Sunday, March 1, 2015

Dyer Lime Kiln

Interesting corner detail.

We have very little stonework like this in Southern Michigan.  Most of Southern Michigan is overlain with a thick layer of glacial till.  Successive periods of glacier activity stripped the Canadian Shield of its native soils and piled them on Michigan.  The glacier's extreme southern travel pushed about fifty miles south of the Mich/Indiana line (Fort Wayne, Indiana) before receding.

The only places where bedrock is visible is in river valleys where erosion has stripped away most of the overburden.  I live about three miles from the Grand River.  According to the well drilling records, there is 160 feet of clay, sand and gravel on top of the shale bedrock.  There are some places in Michigan where there is 800 feet of overburden.

Rocks can be found in our fields but they tend to be well rounded from the tumbling as they traveled many  hundreds of miles.  They also tend to be igneous and metamorphic materials unlike our sedimentary bedrocks.


The Dyer Lime Kiln was the third or fourth lime kiln built in Bellevue, Michigan.   Lime burning is rough on the facilities.  Chunks of limestone and cordwood are piled into the top.  The fire is lit through the draft hole.  Temperatures of approximately 1800 Fahrenheit (1000 C) are required and that beats the crap out of the structure.

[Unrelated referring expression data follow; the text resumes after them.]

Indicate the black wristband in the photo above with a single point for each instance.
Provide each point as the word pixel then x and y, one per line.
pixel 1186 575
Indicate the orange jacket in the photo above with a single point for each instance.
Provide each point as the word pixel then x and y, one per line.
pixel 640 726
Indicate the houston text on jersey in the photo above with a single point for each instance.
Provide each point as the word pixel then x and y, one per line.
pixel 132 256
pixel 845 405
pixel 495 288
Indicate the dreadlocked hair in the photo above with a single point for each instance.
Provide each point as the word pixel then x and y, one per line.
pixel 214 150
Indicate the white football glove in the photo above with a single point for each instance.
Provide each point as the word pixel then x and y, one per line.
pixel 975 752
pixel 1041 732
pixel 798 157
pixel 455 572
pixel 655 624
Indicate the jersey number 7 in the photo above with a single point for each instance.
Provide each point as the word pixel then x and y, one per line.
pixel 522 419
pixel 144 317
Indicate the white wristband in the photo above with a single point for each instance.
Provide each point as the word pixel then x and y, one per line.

It is a few hundred feet east of the Battlecreek River where erosion exposed the top of a limestone reef.  It is hard to imagine coral atolls lazily growing in languid tropical seas as I look out the window at our snow covered ground. 


This is one of the draft holes.  It goes all the way through to the other side so spud bars can be used to knock clinker loose from the backside and scooped out of both.


The kiln stopped operation in 1899.  It is safe to deduce that Bellevue, Michigan is not seismically active.

Another arch detail.  What you cannot see is that there is an iron tiebar through the middle of this wall from left-to-right about 15" above the top of the arch.  It has nutted ends and puts the leaves of the arch into compression.


I am pretty sure that the roof is a new addition.  It would have caught fire if it was there when the kiln was in operation.  If you look closely you can see the nut-ended tiebars.  The exposed nuts are near the corners.  Limestone flags have fallen away near the top and exposed the bars.

Slaked lime was used for whitewash, sanitation, plaster, cement and solidifying grease.  Ground limestone from the area is still used for agricultural purposes.